Wednesday, March 21, 2018

Spaghetti Squash with Sausage, Spinach and Pesto

Spaghetti Squash with Sausage, Spinach and Pesto

      

Alright so I haven't sent out a recipe in a while and its because I have been using others people's recipes.  I ALWAYS give props to those recipes I make but this seems to be one I have been doing over and over the last few weeks.  I have had this on again off again relationship with spaghetti squash.  It was one of those things I FINALLY got it to taste good in, but it takes forever to cook in the oven.  
Recently (two months ago) I got a new job (HORRAY! see previous post) and so my cooking time has started to become MINIMAL, but I still am cooking just about everynight.  Also I wanted to get out of the spaghetti squash, meatballs and red sauce pattern and into something more satisfying.  So in our CSA share we had a Spaghetti Squash, pesto and some other stuff.  So I came up with an idea to try.  Another SUPER useful tool I have been using a lot of lately and I LOVE IT so much is my Instant Pot.  I have been using a lot of recipes from #nomnompaleo and #Pressureluckcooking.  Those two are where I am hanging out a lot lately.  SO to give credit where credit is due. I LOVE this super easy way to make spaghetti squash from Nom Nom Paleo (here).
           

So I took my Spaghetti Squash, cut it in half the short way and put it in the Instant Pot on the TRIVET with a cup of water.  I sealed it and pressed MANUAL and set it for 15 min,  of course it will take a few min to get to pressure. Sometimes I am in a hurray and do a quick release when the timer goes off. Today I let it go for a few min, did a quick release and took them out to cool down.

            

After they cooled I peeled them and you can see al the little strings.
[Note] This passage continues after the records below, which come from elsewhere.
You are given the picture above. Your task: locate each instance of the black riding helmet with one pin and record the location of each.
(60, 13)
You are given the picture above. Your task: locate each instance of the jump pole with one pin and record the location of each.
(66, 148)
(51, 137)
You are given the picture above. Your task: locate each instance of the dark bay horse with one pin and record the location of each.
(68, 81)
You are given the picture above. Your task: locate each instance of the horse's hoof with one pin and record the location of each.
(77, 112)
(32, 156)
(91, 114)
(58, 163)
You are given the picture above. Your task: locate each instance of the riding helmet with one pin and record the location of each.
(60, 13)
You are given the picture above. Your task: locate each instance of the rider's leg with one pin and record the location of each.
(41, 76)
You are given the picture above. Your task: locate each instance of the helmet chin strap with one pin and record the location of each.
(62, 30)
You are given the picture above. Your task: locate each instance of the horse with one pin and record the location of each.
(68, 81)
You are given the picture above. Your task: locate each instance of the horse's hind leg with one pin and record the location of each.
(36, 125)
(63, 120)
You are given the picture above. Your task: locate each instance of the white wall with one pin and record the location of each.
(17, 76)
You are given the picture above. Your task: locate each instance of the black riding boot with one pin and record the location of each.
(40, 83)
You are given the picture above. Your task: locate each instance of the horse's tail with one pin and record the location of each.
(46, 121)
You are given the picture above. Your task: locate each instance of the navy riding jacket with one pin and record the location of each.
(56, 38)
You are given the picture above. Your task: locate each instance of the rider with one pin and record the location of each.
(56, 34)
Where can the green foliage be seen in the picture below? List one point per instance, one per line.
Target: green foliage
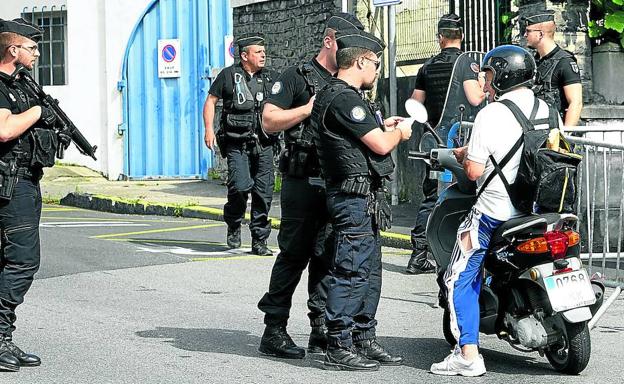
(607, 21)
WHILE the squash in cooking I cooked up some Mild Italian sausage in a pan, used a slotted spoon to take it out and put it on paper towels. Now I kept that grease and drippings in the pan to saute some greens I had lying around. I also set those aside when they were cooked.
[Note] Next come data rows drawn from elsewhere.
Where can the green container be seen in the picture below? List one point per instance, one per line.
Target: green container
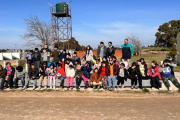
(62, 8)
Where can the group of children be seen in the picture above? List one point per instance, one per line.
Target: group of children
(104, 72)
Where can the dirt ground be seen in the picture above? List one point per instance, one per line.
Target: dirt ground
(73, 105)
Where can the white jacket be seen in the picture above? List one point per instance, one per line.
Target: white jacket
(70, 73)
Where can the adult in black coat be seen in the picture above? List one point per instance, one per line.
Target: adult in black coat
(8, 76)
(110, 51)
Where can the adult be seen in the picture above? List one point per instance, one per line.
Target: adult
(75, 58)
(45, 57)
(62, 55)
(8, 76)
(110, 50)
(45, 48)
(95, 79)
(43, 76)
(101, 51)
(88, 53)
(111, 71)
(55, 55)
(155, 75)
(37, 58)
(141, 72)
(20, 74)
(127, 51)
                                         So after the sausage and the spinach are cooked I put the cooked squash in the pan and just break it up a bit. Spread it around 
the pan and make sure the strands are separated. This has been a mistake I have been making.  I kind of just throw it in the pan and notice it just sticks together. I then layered on the spinach and the sausage and made sure everything was all incorporated nicely.


  

After the mixing I added some homemade Pesto that Jeremy had whipped up (it's basil, walnuts, garlic, parm and olive oil).  It's really good and SMELLS SO GOOD after its all made.


 


Can't you just smell the basil! This is so yummy!  I give it all a good stir and the smells it makes are just wonderful.  It takes me less then and hour to do all of this!



YUM! Enjoy!

1 - 2lb (or more or less) Spaghetti Squash cut short way and scooped
1 container (it was about 1.5 cups) of Pesto (homemade is best, but store bought is fine)
1 lb of Mild Italian sausage 
2 cups of greens (spinach, kale, collard, mixure)
Olive oil 
salt
pepper

Place the trivet on the bottom of the instant pot and add a cup or so of water and place the cut spaghetti squash on the trivet, set the instant pot to Manual 15 min. 
While the squash is cooking, in a pan over medium heat with Olive oil add the sausage and break it up.  I like to do little ball shapes but if you want bigger or small pieces do that.  Once the sausage is brown use a slotted spoon to put it on a paper towel lined plate.  In the same pan cook the green down and place in a bowl when finished. Once the squash has finished and is cooled and peeled ad it to the SAME pan and spread it out a little,  move it around, add the spinach and sausage.  Make sure its all in there and there aren't big clumps of spaghetti squash.  Mix in the pesto with the pan at low and give it a few good stirs. Add salt and pepper as needed! Enjoy!